Abstract
Who Depends on the Global Economy?: Silk, Power, and Nationalist Narratives in the Global Pacific
The United States features the world’s largest consumer economy and depends on foreign imports from countries in Asia to support this global arrangement. Given the current politics of globalization, assessing how the U.S. has historically interpreted its foreign trade with Asia is critical in the realm of foreign relations. My paper examines U.S. consumption of Japanese raw silk between WWI and WWII, a time when U.S. imports of silk critically informed U.S. foreign relations with China and Japan during a fraught era in Sino-Japanese history. During these decades, the U.S. was the world’s largest consumer of raw silk and Japan’s primary export market. I argue that to make sense of U.S. international relations centered on foreign trade, U.S. trade interdependence needs to be interpreted through a nationalist framework that prioritizes narratives about the U.S. consumer experience. My paper examines a range of state and corporate actors and consumers connected to U.S. silk imports. The global politics of U.S. silk production and consumption during the interwar period shaped the United States’ response to Japan’s rise as an imperial Pacific power and growing territorial expanse in Asia.
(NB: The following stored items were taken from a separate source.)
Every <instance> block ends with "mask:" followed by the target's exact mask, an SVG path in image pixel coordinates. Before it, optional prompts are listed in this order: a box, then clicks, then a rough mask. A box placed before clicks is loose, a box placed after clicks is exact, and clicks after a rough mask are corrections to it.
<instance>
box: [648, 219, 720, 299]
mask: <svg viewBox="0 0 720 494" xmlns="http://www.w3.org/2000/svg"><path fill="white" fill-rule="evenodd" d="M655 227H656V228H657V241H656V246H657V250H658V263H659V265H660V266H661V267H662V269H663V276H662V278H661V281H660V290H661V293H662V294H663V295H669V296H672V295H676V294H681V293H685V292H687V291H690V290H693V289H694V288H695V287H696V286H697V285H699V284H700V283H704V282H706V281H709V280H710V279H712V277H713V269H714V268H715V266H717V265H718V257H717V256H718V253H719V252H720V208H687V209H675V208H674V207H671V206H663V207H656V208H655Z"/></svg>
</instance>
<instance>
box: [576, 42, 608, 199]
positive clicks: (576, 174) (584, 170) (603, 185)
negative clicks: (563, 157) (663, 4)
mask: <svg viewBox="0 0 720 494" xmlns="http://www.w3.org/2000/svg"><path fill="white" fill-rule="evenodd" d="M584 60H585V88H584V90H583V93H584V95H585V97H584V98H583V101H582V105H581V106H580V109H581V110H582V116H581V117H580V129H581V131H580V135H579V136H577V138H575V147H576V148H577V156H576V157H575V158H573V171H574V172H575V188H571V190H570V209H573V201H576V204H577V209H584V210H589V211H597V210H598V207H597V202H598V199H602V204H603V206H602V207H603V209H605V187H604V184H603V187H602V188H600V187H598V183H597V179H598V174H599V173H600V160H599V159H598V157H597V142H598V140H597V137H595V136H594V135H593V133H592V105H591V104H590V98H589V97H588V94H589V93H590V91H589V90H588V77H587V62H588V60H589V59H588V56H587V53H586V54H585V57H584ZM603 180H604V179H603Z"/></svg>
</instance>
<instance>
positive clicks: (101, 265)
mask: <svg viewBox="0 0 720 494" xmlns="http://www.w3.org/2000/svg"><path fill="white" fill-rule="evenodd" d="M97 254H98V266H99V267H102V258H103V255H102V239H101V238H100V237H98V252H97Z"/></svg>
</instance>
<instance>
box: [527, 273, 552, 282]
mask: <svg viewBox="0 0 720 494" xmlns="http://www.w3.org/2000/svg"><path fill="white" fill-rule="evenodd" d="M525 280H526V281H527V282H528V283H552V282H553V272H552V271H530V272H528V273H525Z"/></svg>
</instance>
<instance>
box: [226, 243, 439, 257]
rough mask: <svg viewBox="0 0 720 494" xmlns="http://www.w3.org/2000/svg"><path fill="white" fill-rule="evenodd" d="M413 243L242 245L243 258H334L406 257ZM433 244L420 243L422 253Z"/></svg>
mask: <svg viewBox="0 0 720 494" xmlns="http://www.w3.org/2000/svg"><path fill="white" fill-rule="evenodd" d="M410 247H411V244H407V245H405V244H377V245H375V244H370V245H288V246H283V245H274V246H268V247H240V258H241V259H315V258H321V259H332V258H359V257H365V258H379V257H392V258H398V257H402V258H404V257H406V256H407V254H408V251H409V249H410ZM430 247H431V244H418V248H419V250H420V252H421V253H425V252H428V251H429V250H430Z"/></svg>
In the aftermath of WWI, U.S. and Japanese silk industry interests advanced that the silk industry would strengthen U.S.-Japanese ties given the nations’ mutual interest in the profitable silk trade. The problem with this claim was that U.S. leaders in both government and business supported narratives portraying U.S. silk consumption as evidence of Japan’s lesser status within the global order. Japan was deemed a dependent of U.S. consumer largesse while the United States’ own growing entanglements in global markets was propagated as proof of the nation’s wealth and progress. This arrangement ultimately lasted until the U.S. determined it must restrict Japan’s silk imports as a strategic act to blunt Japan’s military advancement in Asia shortly prior to the bombing of Pearl Harbor in December 1941.